How Cedar Park Is Building Texas' Newest Downtown — with Arthur Jackson, Cedar Park EDC
Cedar Park is one of the fastest growing cities in central Texas. According to Arthur Jackson, Economic Development Director at Cedar Park EDC, that's no accident.
I sat down with Arthur to talk about what's driving Cedar Park's growth, what's coming next, and why a city of roughly 100,000 people is about to have something almost no city in America gets to have: a brand new downtown built from the ground up.
Stability as a competitive advantage
Arthur came to Cedar Park specifically because of its leadership stability. City Manager Brenda Evans has been with the city for 30 years, 24 of them as city manager. For Arthur, that kind of continuity signals something rare in municipal government: a city that knows where it's going and sticks to the plan.

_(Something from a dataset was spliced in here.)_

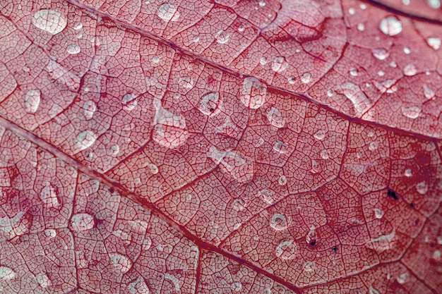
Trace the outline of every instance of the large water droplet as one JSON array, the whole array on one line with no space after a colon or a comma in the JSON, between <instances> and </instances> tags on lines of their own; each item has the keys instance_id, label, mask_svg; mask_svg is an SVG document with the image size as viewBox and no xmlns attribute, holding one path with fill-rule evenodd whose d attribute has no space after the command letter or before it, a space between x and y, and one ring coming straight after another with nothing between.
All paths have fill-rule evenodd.
<instances>
[{"instance_id":1,"label":"large water droplet","mask_svg":"<svg viewBox=\"0 0 442 294\"><path fill-rule=\"evenodd\" d=\"M36 11L32 19L32 25L51 35L56 35L66 27L66 17L60 11L42 9Z\"/></svg>"},{"instance_id":2,"label":"large water droplet","mask_svg":"<svg viewBox=\"0 0 442 294\"><path fill-rule=\"evenodd\" d=\"M297 246L292 240L282 240L275 250L275 255L285 260L293 259L296 252Z\"/></svg>"},{"instance_id":3,"label":"large water droplet","mask_svg":"<svg viewBox=\"0 0 442 294\"><path fill-rule=\"evenodd\" d=\"M132 268L132 261L126 255L111 253L109 257L112 265L118 271L126 274Z\"/></svg>"},{"instance_id":4,"label":"large water droplet","mask_svg":"<svg viewBox=\"0 0 442 294\"><path fill-rule=\"evenodd\" d=\"M28 91L25 96L25 111L28 114L35 114L40 104L40 90Z\"/></svg>"},{"instance_id":5,"label":"large water droplet","mask_svg":"<svg viewBox=\"0 0 442 294\"><path fill-rule=\"evenodd\" d=\"M241 91L241 102L251 109L257 109L265 102L267 85L255 78L246 78Z\"/></svg>"},{"instance_id":6,"label":"large water droplet","mask_svg":"<svg viewBox=\"0 0 442 294\"><path fill-rule=\"evenodd\" d=\"M410 106L402 108L402 115L411 119L417 118L420 113L421 109L419 106Z\"/></svg>"},{"instance_id":7,"label":"large water droplet","mask_svg":"<svg viewBox=\"0 0 442 294\"><path fill-rule=\"evenodd\" d=\"M229 39L230 38L230 34L229 34L227 32L225 32L222 30L220 30L216 33L215 38L218 43L226 44L227 42L229 42Z\"/></svg>"},{"instance_id":8,"label":"large water droplet","mask_svg":"<svg viewBox=\"0 0 442 294\"><path fill-rule=\"evenodd\" d=\"M274 230L282 231L287 229L291 222L292 220L289 217L287 217L282 214L275 212L270 219L270 226Z\"/></svg>"},{"instance_id":9,"label":"large water droplet","mask_svg":"<svg viewBox=\"0 0 442 294\"><path fill-rule=\"evenodd\" d=\"M272 107L267 113L267 119L276 128L282 128L285 125L285 118L276 107Z\"/></svg>"},{"instance_id":10,"label":"large water droplet","mask_svg":"<svg viewBox=\"0 0 442 294\"><path fill-rule=\"evenodd\" d=\"M165 21L177 21L179 18L179 11L177 11L177 6L174 4L165 3L158 8L157 15Z\"/></svg>"},{"instance_id":11,"label":"large water droplet","mask_svg":"<svg viewBox=\"0 0 442 294\"><path fill-rule=\"evenodd\" d=\"M95 226L95 220L89 214L76 214L71 218L71 226L73 231L77 232L88 231Z\"/></svg>"},{"instance_id":12,"label":"large water droplet","mask_svg":"<svg viewBox=\"0 0 442 294\"><path fill-rule=\"evenodd\" d=\"M388 36L395 36L402 32L402 22L396 16L387 16L379 23L379 30Z\"/></svg>"},{"instance_id":13,"label":"large water droplet","mask_svg":"<svg viewBox=\"0 0 442 294\"><path fill-rule=\"evenodd\" d=\"M220 99L220 94L211 92L201 98L198 109L206 116L215 116L221 111L222 102Z\"/></svg>"}]
</instances>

Firefly Aerospace and the art of taking a bet
Cedar Park recruited Firefly Aerospace from Hawthorne, California in 2014, when the company had four or five employees. That bet has paid off. Firefly now has over 700 employees across four or five Cedar Park locations, recently went public, and has become one of the city's defining success stories. Arthur credits the city's willingness to be a long-term partner, including helping Firefly find rural land in Burnet County for rocket engine testing when that couldn't happen inside city limits.

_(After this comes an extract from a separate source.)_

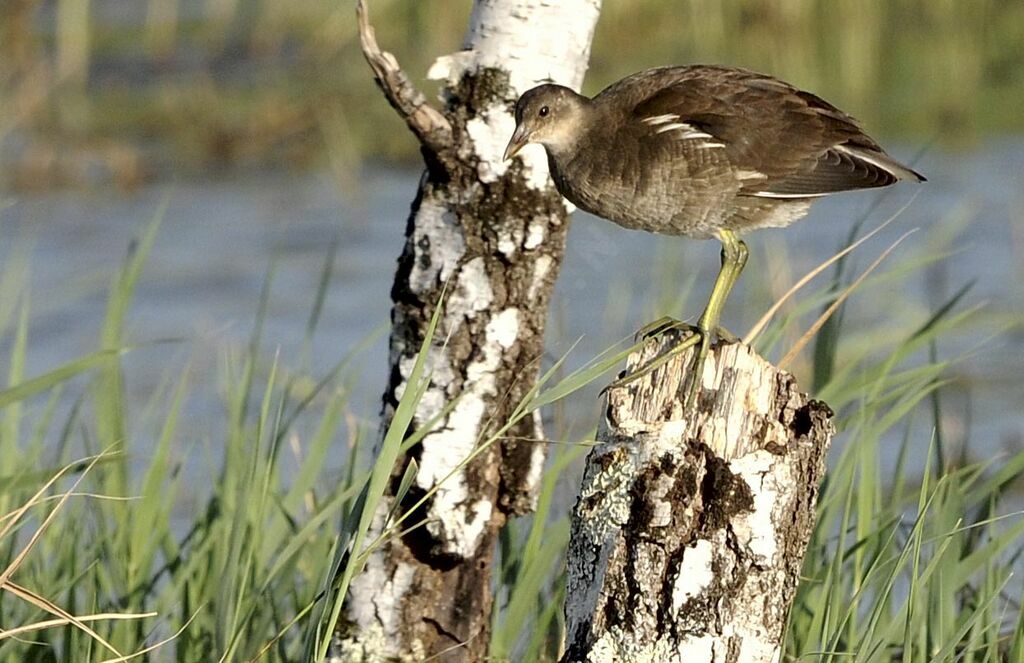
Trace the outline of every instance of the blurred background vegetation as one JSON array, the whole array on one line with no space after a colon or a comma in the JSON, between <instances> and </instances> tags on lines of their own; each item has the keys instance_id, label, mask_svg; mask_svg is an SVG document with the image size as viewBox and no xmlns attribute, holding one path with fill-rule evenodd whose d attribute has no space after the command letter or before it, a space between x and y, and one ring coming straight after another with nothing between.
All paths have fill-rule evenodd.
<instances>
[{"instance_id":1,"label":"blurred background vegetation","mask_svg":"<svg viewBox=\"0 0 1024 663\"><path fill-rule=\"evenodd\" d=\"M432 94L472 2L368 1ZM0 575L99 614L122 652L181 631L142 660L300 660L340 514L392 469L371 457L419 158L353 4L0 0ZM899 215L881 246L923 230L793 362L843 432L787 657L1024 660L1024 2L604 0L586 91L688 61L814 90L929 177L753 236L730 300L742 332L882 219ZM708 243L591 221L572 223L545 358L574 347L555 378L574 390L544 407L538 513L503 533L495 660L560 641L605 381L589 358L693 315L717 266ZM791 301L760 349L784 355L879 251ZM10 591L0 661L105 656Z\"/></svg>"},{"instance_id":2,"label":"blurred background vegetation","mask_svg":"<svg viewBox=\"0 0 1024 663\"><path fill-rule=\"evenodd\" d=\"M381 43L422 79L471 6L373 0ZM882 137L962 148L1024 132L1020 0L605 0L587 91L714 61L814 90ZM0 2L0 184L132 187L225 168L347 181L416 147L377 93L350 0Z\"/></svg>"}]
</instances>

The four ingredients of economic development
Arthur broke down how Cedar Park thinks about recruiting businesses. Four things have to be in place in order: site, workforce, incentives, and quality of life. Each one is worthless without the others. No site means nowhere to put a business. No workforce means nothing to offer employers. No incentives means losing deals to competing communities. And quality of life is what seals it.

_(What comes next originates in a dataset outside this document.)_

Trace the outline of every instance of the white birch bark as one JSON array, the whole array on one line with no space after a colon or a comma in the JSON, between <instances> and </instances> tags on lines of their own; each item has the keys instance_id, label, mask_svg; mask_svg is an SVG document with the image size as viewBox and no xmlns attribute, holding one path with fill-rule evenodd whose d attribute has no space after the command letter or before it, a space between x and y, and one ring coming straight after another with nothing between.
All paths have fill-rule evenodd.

A spaceport in central Texas
Cedar Park is working with Williamson County to establish the Central Texas Spaceport Development Corporation, positioning the region to compete for a Texas Space Commission SURF grant that would fund the first phase of a physical spaceport. Think testing facilities, higher education partnerships, and innovation infrastructure, not rocket launches from your backyard.
The Bell District — Cedar Park's first downtown
The most exciting project on the horizon is the Bell District. Cedar Park is 52 years old and has never had a traditional downtown. The city spent years quietly acquiring properties along Bell Boulevard to assemble enough acreage to build one from scratch. The result will be a walkable mixed-use development with housing, retail, restaurants, office space, an amphitheater, trails and the Texas Farmers Market, which stays. Arthur calls it America's newest downtown. It's hard to argue with that.
What makes Williamson County attractive to business
Two-week permitting turnarounds. Available land. Top-rated school districts. Safe communities. A business-friendly culture that stretches across Round Rock, Georgetown, Taylor, Leander, Liberty Hill, and Hutto. For site selectors and international companies, these aren't small details. They're dealmakers.